Hayes interrupted my monologue. “Your mother was a bit like a shark, wasn’t she, Tandy? No disrespect, but that’s what I’ve heard. She worked all the time, but still, she had some pretty unhappy customers lately. Very unsatisfied customers.”
“She wasn’t exactly Bernie Madoff. My mother was honest. Honest people can have enemies. My mother said whatever she believed to be the truth.”
“There was a massive lawsuit pending against her for manipulating investor returns. A man named Royal Rampling is at the helm of it. Ever heard that name before?”
My stomach lurched, but I ignored it. “ ‘In volatile times, not every client is a satisfied client,’ ” I said, quoting my dead mother. “Still. Let’s say she had a particularly disgruntled client who happened to be a homicidal maniac as well. How could this… Royal Rampling”—I forced the name out with some difficulty—“have gotten in, killed her and my father—”
“We’re looking at every possibility,” said Hayes, again cutting me off. “Let’s talk about something else. I wanted to apologize for my partner, Tandy. Caputo is a hound. Did you know that hare hounds can pick up the scent of a rabbit on concrete?”
“I did, actually,” I said truthfully.
“Then you know that if a rabbit runs across the road, an hour later a hare hound can still smell that the hare has been there. Cap Caputo’s like that. If there’s a trail, he’ll find it.”
“Thanks for sharing. When will we get the autopsy report?” I asked.
Caputo was coming down the stairs and overheard me.

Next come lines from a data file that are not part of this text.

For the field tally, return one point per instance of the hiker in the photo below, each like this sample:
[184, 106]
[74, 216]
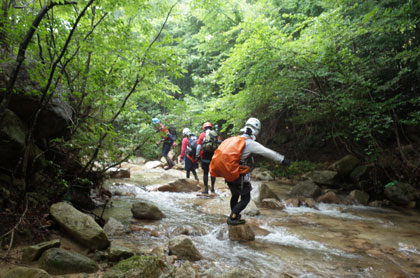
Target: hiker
[208, 142]
[167, 139]
[188, 151]
[230, 161]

“There’s no ‘we,’ Tammy. We’re the cops. You’re a suspect. Prime suspect, in my opinion.”
“You may call me Tandy. You may call me Ms. Angel. But please don’t ever talk down to me again.”
“Or what?”
“Don’t bother testing me, Sergeant,” I warned. “Angels always, always ace their tests.”

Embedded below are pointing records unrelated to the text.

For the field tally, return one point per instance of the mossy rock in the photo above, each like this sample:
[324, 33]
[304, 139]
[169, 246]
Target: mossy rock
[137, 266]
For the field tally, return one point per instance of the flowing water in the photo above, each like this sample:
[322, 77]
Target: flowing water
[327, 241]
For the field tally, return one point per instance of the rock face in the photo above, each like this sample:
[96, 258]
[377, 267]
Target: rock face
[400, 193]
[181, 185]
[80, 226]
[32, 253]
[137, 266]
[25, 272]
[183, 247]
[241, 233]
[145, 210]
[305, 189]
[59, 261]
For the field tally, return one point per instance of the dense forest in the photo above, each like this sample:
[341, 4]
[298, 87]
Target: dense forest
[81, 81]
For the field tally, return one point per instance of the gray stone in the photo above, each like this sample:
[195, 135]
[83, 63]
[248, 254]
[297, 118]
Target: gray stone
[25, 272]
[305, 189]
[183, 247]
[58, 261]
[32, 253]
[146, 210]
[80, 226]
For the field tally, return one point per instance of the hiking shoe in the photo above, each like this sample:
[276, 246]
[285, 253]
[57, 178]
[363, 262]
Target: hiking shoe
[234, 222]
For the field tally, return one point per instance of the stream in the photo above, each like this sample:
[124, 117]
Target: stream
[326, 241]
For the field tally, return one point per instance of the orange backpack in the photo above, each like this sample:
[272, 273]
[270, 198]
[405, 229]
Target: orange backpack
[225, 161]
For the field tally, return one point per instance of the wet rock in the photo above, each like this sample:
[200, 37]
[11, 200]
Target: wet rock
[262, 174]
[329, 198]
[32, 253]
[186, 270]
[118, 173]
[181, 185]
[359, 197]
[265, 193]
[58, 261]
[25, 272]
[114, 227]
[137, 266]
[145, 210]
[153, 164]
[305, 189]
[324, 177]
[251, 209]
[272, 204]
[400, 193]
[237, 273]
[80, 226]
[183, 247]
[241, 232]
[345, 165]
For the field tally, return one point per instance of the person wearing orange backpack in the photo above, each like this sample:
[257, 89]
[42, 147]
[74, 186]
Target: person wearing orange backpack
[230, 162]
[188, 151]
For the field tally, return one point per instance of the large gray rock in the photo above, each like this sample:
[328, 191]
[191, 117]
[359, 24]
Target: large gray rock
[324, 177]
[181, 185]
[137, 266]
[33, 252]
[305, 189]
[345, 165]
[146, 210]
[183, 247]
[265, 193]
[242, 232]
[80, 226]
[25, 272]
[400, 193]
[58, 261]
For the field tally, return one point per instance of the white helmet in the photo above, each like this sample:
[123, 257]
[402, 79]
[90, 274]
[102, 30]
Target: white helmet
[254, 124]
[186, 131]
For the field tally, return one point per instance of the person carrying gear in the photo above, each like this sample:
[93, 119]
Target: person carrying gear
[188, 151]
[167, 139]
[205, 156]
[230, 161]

“All the more reason you make an ideal suspect. As far as I can tell, Angel is a pretty ironic name for this family.”
“We don’t particularly relate to the spirits, if that’s what you mean.”
“You know what I mean. You guys don’t exactly wear halos.”
“Neither do the thirty-four other Angels in the Manhattan white pages. Halos are so last season, anyway.”
My attempt to sound like a normal teenager went over well. He smirked.
“Cute, kid. We’re leaving now, but don’t skip town. We’ll be seeing all of you Angels again very soon. Especially you, Miss Indian Cooking Stove. Especially you.”